9. For Covid-specific trials or studies in general?
Actually for everything. It’s really about turning all the levers on. With Covid, it was impacting enrollment across all our trials, because the clinics were closed. People were still going into, for example, the oncologist office to get their chemotherapy. But the whole nature of the visit changed. You went in, you were spaced apart, your time changed, everyone with a mask, gloves. There was never an opportunity for a physician to say, would you
be interested in a clinical trial? We had to look at all of that data as it related to Covid impacting the entire healthcare space, not just people diagnosed with the virus. People weren’t going to the doctor, so all of those were missed opportunities for any sort of discussion about a trial enrollment. And we also had to pivot on things like, what does that conversation look like in a remote visit?
We’ve had to be really creative, because you have to access people in a completely different fashion now; that’s why we’ve exploring looking at in-home assistance, for example.
And, most importantly, you need to have all of the appropriate mechanisms in place around privacy, security, and compliance. If you don’t, as it relates to people receiving care traditionally in the clinic, you’re years behind. You need to have the tools to be able to both digest and ingest information as it’s coming in, in real time.

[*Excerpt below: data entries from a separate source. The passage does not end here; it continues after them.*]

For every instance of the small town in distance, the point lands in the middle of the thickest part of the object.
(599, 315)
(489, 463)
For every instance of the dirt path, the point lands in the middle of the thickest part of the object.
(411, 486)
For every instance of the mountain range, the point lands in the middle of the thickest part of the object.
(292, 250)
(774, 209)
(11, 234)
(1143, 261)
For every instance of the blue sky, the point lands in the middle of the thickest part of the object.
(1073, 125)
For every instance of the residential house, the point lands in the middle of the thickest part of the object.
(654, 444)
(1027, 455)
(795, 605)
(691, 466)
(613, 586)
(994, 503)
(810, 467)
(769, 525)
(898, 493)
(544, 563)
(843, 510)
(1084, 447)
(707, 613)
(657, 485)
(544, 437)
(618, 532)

10. You began your career actually in academic medicine, and were formerly the clinical nurse specialist for hematology-oncology at Georgetown Lombardi Comprehensive Cancer Center, where you also directed the bone marrow transplantation program. What drove your switch to the data insights and analytics side?
At Georgetown, we had a very small number of people coming into the clinic that were on a trial; everybody else wasn’t on a trial, but we weren’t collecting data. At the time, I was working with a postdoc, and I said, “let’s create a database.” Sure enough, mining through that data, it actually helped to support a client’s safety initiative. So I kind of evolved into the data and technology and consulting space.
I went on to create a company that did disease management, and established an oncology program. We sold that to Optum. I was part of the team with [IntrinsiQ LLC, later acquired by AmerisourceBergen] that created the first oncology EMR [in collaboration with GE Healthcare]. Then I got into the heavy-hitting analytics and patient-level data, first with a company (SDI) that would be sold to IMS Health (where Quigley would spend three years before joining PRA in 2014).
If I stayed in academic medicine, I would see probably 700 or a thousand patients a year. Right now, I see 300 million people in the US every day.